Domingo despuès de Epifanía
En este
domingo proseguimos el ciclo de manifestaciones o “epifanías” de Jesús iniciada
en la fiesta de Navidad. Juan Bautista se nos presenta como el que nos dice
donde ir y donde mirar para descubrir la revelación más completa de la
presencia de Dios en nuestro mundo. Hay alguien que viene, que se va a
manifestar, semejante en todo a cualquier otro hombre, débil, culpable y
pecador, y sin embargo más grande e importante que cualquier otro. Es alguien
que tiene el poder de sumergir a los humanos en el fuego ardiente del Espíritu
y del amor de Dios.
Así que Jesús
de Nazaret es bautizado por Juan en las aguas del Jordán.

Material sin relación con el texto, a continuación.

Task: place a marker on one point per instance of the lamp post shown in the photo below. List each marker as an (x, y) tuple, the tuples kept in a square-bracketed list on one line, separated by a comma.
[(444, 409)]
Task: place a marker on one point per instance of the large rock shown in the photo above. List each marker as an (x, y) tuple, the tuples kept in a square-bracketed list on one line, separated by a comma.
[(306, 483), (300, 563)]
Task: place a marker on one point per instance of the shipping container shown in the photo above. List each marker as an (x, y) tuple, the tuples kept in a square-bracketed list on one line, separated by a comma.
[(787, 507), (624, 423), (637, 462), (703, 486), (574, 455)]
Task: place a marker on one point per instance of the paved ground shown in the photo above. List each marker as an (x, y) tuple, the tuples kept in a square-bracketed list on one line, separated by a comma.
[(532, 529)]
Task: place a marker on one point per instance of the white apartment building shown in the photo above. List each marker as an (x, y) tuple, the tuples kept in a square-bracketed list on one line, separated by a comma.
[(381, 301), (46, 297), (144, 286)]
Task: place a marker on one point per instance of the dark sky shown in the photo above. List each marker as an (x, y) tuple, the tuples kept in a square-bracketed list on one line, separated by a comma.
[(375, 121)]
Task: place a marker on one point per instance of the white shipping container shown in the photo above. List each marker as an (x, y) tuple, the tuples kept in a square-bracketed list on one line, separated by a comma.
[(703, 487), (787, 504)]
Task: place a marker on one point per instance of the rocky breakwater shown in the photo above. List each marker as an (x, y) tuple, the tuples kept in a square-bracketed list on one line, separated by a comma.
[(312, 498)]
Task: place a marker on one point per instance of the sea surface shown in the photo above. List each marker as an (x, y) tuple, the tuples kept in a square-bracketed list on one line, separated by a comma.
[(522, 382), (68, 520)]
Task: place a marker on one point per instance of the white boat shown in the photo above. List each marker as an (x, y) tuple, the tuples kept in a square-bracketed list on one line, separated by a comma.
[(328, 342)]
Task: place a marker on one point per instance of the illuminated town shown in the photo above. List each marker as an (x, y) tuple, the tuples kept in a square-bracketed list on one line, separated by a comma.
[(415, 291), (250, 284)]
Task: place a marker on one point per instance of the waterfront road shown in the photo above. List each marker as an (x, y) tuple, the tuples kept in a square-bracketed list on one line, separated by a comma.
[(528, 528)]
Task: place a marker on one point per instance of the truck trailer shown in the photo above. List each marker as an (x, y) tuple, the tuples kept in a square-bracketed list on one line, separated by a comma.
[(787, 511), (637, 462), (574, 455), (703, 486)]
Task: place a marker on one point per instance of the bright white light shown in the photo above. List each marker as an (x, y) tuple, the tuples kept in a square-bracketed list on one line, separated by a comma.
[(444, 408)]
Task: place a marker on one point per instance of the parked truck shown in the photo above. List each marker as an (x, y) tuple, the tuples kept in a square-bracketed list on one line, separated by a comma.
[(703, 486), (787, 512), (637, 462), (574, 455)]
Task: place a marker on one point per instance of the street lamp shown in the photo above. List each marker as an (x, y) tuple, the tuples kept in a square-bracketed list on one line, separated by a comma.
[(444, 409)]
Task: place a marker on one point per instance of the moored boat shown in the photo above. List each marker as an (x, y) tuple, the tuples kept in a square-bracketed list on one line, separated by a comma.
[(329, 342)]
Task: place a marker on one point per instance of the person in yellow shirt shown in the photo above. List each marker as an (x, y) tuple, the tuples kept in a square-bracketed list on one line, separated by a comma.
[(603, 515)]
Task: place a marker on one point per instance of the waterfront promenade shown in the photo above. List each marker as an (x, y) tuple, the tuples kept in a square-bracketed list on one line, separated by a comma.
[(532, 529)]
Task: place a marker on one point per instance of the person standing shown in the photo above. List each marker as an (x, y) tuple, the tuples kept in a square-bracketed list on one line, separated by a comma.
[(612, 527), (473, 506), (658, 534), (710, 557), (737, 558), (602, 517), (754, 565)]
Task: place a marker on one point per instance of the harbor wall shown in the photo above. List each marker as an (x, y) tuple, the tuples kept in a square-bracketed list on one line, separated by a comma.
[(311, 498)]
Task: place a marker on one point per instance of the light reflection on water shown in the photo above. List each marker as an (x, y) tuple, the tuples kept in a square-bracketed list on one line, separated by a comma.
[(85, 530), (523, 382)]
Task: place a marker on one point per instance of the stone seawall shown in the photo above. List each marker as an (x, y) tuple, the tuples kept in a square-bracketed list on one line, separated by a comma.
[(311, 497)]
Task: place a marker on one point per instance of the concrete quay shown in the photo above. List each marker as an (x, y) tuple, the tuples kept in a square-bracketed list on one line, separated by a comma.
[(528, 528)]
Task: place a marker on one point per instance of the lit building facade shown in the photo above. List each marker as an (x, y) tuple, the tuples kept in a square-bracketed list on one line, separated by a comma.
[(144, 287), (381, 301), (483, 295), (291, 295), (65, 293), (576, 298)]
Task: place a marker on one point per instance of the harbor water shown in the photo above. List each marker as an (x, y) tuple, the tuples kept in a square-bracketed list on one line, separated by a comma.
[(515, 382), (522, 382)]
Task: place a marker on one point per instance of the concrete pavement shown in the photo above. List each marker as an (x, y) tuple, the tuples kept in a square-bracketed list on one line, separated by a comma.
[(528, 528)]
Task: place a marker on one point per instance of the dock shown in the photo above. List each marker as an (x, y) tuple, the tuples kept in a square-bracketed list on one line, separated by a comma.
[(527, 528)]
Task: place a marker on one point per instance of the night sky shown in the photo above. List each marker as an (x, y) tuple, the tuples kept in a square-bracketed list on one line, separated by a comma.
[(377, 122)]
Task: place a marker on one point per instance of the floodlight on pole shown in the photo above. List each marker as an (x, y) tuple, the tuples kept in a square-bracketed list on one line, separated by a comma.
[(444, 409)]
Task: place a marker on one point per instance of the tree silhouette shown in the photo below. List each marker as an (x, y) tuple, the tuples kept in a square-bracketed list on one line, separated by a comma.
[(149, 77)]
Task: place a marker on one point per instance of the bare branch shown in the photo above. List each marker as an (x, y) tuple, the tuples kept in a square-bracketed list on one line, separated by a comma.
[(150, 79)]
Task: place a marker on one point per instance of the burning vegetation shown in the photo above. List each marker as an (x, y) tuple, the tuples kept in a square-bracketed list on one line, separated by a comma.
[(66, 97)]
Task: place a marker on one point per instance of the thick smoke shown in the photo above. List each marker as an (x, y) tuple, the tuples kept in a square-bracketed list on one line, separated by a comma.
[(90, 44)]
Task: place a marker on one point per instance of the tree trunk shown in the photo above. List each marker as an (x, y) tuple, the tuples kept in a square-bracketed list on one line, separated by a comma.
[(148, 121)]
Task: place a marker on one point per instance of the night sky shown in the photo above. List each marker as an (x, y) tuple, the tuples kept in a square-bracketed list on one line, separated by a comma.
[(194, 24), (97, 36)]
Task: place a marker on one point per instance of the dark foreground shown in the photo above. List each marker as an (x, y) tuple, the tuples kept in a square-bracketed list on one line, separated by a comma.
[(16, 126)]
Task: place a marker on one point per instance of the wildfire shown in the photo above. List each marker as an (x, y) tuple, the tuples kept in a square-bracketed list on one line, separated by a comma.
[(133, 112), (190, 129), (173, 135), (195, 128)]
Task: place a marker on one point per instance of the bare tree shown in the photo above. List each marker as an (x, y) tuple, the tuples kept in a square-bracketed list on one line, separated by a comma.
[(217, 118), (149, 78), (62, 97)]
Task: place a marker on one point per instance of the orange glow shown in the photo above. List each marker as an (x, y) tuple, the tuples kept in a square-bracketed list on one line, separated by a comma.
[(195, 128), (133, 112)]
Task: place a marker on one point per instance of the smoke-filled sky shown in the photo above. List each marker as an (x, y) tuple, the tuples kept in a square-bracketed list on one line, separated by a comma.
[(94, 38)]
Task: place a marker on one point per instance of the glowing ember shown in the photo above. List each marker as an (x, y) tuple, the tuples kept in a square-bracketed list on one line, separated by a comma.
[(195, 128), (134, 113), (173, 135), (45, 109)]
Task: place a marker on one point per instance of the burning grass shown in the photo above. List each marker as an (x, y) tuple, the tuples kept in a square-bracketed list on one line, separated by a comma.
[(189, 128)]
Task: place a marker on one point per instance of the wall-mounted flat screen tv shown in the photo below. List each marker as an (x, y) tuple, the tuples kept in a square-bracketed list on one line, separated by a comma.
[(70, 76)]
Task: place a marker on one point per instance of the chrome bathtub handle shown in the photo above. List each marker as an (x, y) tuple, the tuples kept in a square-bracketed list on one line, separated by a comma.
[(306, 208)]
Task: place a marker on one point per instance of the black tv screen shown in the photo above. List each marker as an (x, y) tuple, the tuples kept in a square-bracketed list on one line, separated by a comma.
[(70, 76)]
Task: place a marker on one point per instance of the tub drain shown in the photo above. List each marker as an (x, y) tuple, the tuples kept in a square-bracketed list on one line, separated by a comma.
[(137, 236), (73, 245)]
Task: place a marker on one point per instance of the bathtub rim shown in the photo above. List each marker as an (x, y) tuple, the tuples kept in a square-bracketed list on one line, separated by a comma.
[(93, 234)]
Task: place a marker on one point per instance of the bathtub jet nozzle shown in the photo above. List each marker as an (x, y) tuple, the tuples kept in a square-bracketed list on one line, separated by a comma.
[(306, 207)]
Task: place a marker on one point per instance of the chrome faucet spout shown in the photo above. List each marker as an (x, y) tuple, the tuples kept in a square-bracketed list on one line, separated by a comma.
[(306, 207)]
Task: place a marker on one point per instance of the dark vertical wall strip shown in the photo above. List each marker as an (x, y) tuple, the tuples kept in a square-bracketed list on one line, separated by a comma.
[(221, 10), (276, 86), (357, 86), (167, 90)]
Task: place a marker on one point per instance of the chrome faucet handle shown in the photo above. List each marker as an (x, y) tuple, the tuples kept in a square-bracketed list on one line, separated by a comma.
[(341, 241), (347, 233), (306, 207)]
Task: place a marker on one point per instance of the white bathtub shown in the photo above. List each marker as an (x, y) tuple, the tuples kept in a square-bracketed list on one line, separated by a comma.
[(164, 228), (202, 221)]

Para los primeros
cristianos, el hecho producía cierta turbación, incluso escándalo: porque los
evangelios nos dicen que Juan Bautista practicaba un bautismo, gesto de
confesión reservado a los pecadores que se reconocían como tales y que decidían
apartarse del mal, para obtener así el perdón de Dios. ¿Cómo pudo Jesús aceptar
ese gesto cuando la fe cristiana lo proclama sin pecado? La respuesta hay que
buscarla en lo que, después de Navidad, llamamos con una palabrota teológica,
el “misterio de la encarnación”: en cuanto hombre, Jesús es y se manifiesta
solidario con la condición humana. Su bautismo proclama que todos nosotros
necesitamos la salvación de Dios para salir de las aguas pantanosas en las que
peligramos perdernos y morir. El evangelista Lucas, por boca del Bautista,
afirma claramente que, gracias a Jesús que asume entera y totalmente nuestra
condición humana, nosotros somos “bautizados”, es decir inmersos en el fuego
del Espíritu de Dios. En adelante, si nos decidimos a seguirlo, si aceptamos cambiar,
si nos esforzamos en ser sus discípulos, nuestra vida será animada con un soplo
nuevo, el Soplo del Amor de Dios. Pero emprender un cambio de vida y de
espíritu siguiendo a Jesús no es para tumbarse. Y cada uno sabe bien qué debe
cambiar en su vida y cuánto le ha de costar.
Cuando Jesús
sale del agua, se convierte en testigo y protagonista de una “epifania” que
copia la del Éxodo, cuando, en el Sinaí, se abren los cielos, y el Dios de
Israel se revela y habla a Moisés entre formidables truenos y el fulgor de los
relámpagos. También en el evangelio del bautismo, “se abrió el cielo, se oyó
una voz del cielo y bajó su Espíritu en forma de paloma”. Imágenes que piden
ser explicadas e interpretadas.
Jesús mientras
oraba vió abrirse el cielo. No
imaginemos algún fenómeno atmosférico espectacular. Es más bien la respuesta al
anhelo que se encuentra en el libro del profeta Isaías (63,19), que se lamenta
del lastimoso estado del pueblo de Israel y le dice a Dios: “¡Ay! Si tu
rasgaras los cielos y descendieras para hacer conocer tu nombre…” Bien. Ahora,
dice Lucas, con Jesús, los cielos se rasgaron, abiertos por siempre jamás. Y lo
que se abrió no puede cerrarse, volver a lo de antes. Lo que se abrió dejó
escapar su contenido, que se derrama por todas partes. Los cielos, el lugar de
la morada de Dios y de su espíritu, se rasgan para que Dios pueda evadirse,
irse y que su Espíritu se expanda a los cuatro vientos. Es una imagen que
utiliza el evangelista para que comprendamos que Dios abandonó los cielos, que
el cielo está vació, que Dios partió, que Dios ya no debe ser buscado allá
arriba, porque se ha dado, se ha derramado de manera singular en ese hombre
Jesús, lleno de su Espíritu y que ahora es el lugar por excelencia de la
presencia, la acción y la manifestación del Espíritu de Dios en el mundo.
Con la imagen
de los cielos que se abren, los evangelios quieren hacernos entender a los
cristianos que ese Dios, que imaginábamos encerrado en los cielos,
inalcanzable, lejano, revestido de trascendencia, infinitud y poderío… ese Dios
no existe más, nunca existió y no debe existir para nadie. Los cielos se
abrieron, se vaciaron, por tanto son impracticables e inutilizables para
siempre. En adelante Jesús de Nazaret es nuestro cielo y el lugar de la
presencia de Dios en nuestro mundo; la fuente donde ir a beber el agua pura del
Espíritu que debe animarnos y hacernos vivir.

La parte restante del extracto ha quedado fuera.